MAIDUGURI, Nigeria (Reuters) - Arsonists suspected to be members of Islamist sect Boko Haram have burned down seven schools in northeastern Nigeria the past few days, authorities said on Thursday, a new twist in the group’s increasingly violent insurgency.
Thousands of children have been left without schools in the middle of their term.
Boko Haram, an Islamist movement styled on the Taliban, is waging a low level insurgency against the government that is radiating out from its heartland in the remote northeastern city of Maiduguri right across the north.
Its name means “Western education is sinful”, after the ant-Western teachings of its early spiritual leader Mohammed Yusuf, who was killed in police custody in 2009.
Musa Inuwa Kubo, the commissioner of education for Borno state, of which Maiduguri is the capital, said the schools were attacked over the past few days, two of them on Thursday.
Reuters visited the scene of one of the fires, where a building was reduced to a pile of still smouldering ash.
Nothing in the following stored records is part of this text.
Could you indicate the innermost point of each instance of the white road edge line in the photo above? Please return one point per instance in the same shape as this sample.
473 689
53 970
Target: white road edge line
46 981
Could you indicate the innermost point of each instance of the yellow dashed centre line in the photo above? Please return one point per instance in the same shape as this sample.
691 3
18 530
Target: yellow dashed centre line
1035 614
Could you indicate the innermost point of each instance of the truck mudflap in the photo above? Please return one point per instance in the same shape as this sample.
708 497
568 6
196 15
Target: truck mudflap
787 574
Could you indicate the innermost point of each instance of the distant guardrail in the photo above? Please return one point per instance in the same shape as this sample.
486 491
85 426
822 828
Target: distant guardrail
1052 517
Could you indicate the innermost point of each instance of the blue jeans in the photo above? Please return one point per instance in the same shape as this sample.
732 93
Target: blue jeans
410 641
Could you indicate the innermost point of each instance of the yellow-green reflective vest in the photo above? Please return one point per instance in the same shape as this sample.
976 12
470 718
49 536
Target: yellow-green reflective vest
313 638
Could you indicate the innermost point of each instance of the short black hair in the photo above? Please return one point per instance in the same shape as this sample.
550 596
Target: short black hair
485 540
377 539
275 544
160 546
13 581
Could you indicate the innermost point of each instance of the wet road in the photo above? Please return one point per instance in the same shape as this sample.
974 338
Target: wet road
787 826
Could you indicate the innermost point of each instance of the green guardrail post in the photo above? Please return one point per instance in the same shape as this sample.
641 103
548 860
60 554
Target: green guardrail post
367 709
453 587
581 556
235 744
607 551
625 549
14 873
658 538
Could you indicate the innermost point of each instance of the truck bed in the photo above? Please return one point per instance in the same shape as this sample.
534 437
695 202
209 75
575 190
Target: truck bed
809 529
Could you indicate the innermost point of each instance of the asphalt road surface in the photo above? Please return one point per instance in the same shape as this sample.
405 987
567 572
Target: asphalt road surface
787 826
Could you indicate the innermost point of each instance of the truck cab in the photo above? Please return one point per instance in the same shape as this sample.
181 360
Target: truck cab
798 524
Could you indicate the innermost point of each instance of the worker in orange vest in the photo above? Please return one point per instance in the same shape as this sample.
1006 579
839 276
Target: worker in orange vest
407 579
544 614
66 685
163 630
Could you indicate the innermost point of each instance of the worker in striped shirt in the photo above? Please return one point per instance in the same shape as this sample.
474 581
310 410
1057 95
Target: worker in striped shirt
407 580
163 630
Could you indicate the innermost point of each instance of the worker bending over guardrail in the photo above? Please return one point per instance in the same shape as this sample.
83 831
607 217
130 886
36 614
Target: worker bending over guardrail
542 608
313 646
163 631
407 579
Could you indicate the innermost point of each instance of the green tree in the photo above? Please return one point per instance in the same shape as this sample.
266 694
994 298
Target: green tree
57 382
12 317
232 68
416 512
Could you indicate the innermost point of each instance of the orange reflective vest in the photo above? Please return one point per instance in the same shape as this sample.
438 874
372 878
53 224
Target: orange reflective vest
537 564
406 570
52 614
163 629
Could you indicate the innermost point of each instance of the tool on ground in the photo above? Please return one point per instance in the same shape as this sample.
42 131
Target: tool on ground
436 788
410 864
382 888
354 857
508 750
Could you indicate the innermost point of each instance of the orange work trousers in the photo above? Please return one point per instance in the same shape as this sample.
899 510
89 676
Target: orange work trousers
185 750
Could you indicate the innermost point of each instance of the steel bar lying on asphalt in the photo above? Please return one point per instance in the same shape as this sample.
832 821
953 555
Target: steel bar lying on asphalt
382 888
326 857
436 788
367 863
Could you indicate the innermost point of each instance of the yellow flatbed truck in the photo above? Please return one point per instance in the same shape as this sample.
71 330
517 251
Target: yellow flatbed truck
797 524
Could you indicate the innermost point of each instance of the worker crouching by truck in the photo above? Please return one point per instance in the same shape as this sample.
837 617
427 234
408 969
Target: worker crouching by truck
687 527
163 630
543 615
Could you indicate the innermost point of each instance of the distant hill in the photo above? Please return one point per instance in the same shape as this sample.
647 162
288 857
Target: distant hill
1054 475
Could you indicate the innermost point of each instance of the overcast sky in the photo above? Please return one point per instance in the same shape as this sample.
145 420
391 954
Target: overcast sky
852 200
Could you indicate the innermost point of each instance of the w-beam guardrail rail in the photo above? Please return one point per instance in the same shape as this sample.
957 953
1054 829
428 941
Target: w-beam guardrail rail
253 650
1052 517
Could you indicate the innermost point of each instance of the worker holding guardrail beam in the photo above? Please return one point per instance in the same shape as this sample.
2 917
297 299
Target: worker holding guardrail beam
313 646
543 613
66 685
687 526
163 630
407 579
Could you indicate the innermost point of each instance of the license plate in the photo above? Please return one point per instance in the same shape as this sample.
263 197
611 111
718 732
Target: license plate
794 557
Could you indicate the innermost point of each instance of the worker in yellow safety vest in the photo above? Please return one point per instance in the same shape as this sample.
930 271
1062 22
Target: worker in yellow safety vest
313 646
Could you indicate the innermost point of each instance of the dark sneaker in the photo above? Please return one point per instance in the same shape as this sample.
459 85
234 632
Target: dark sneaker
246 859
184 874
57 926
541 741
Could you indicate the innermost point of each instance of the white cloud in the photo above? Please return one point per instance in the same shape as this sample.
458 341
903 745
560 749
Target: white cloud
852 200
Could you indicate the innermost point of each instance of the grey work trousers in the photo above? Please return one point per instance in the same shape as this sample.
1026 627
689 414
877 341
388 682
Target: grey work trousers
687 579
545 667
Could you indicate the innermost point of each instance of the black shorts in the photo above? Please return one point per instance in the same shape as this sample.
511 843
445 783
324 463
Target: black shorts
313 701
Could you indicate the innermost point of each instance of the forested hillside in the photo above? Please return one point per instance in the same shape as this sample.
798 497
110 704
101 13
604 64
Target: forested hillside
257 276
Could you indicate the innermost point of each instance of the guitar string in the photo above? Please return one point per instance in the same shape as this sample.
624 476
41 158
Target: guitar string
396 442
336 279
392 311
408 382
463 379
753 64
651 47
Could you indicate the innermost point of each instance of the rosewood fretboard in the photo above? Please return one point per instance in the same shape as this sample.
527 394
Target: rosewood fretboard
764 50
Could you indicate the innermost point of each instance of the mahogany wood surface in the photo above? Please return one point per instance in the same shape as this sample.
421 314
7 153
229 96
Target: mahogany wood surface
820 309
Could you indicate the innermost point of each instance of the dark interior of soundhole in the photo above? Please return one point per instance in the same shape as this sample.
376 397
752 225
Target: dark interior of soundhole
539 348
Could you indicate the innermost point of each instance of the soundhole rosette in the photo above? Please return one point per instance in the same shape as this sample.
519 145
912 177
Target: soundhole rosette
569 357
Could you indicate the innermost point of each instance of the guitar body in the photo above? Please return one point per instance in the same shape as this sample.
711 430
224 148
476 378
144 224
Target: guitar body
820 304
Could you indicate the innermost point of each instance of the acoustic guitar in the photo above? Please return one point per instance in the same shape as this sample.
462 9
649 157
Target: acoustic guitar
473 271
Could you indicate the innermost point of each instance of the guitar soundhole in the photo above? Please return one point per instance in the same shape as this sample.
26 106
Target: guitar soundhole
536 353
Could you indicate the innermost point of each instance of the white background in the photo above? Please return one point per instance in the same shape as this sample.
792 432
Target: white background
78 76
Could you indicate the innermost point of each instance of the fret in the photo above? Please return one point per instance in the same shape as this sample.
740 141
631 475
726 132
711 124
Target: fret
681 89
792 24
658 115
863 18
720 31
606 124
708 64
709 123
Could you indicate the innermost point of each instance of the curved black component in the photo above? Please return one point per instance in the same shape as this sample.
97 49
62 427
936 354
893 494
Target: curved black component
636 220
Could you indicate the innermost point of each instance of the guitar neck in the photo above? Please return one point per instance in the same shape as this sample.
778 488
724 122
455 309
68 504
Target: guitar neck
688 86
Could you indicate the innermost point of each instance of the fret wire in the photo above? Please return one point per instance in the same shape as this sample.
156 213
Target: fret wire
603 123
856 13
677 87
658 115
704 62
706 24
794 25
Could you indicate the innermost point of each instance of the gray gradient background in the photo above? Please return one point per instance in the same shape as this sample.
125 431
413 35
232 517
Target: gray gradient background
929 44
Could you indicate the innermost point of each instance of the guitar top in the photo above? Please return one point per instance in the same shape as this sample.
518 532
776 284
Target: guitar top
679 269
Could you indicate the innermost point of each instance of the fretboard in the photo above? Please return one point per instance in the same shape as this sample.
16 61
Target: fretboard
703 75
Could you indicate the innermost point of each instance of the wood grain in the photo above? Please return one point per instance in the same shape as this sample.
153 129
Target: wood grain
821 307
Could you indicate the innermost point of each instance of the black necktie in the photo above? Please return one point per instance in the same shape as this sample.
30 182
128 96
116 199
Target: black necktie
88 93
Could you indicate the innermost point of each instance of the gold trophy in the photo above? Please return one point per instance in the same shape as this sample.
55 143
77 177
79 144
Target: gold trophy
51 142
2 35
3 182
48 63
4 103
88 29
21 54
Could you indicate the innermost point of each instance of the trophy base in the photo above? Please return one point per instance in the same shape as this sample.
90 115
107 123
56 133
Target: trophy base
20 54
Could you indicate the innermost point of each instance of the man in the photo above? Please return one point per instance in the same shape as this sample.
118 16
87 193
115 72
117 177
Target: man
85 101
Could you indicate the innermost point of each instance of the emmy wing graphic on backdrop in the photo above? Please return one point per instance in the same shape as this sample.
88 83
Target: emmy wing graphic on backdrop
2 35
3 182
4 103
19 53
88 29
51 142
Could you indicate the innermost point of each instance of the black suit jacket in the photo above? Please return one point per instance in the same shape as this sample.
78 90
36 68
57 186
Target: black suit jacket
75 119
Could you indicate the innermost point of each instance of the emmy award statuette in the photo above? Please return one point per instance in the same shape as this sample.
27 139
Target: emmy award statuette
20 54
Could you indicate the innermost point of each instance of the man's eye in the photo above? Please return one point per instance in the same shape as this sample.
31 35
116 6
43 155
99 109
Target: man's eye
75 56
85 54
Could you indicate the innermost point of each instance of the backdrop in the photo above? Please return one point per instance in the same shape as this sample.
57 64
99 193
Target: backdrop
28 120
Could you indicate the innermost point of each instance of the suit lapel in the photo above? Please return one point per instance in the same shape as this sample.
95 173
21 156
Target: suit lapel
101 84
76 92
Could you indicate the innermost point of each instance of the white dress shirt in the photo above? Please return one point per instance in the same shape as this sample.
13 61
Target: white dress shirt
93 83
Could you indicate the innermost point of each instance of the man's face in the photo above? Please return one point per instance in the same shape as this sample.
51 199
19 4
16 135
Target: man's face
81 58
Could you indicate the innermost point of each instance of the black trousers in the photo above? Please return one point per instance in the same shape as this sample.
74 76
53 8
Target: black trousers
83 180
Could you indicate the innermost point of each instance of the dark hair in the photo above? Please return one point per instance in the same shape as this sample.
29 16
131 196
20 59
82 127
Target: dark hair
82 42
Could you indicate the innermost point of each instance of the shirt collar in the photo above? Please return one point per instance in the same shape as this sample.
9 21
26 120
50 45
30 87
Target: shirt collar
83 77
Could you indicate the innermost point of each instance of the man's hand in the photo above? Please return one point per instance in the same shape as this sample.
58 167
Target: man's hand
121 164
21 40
“The destruction of schools in Maiduguri is a great setback to the state,” Inuwa told Reuters. “It is really a sad development because the schools belongs to the people and the poor are suffering as a result of the destruction.”
The group has been involved in almost daily shootings and bombings in northern Nigeria, mostly targeting security forces.
A suicide bomber drove a car packed with explosives into a church in the Nigerian city of Jos on Sunday, killing two people and wounding 38 in an attack claimed by Boko Haram.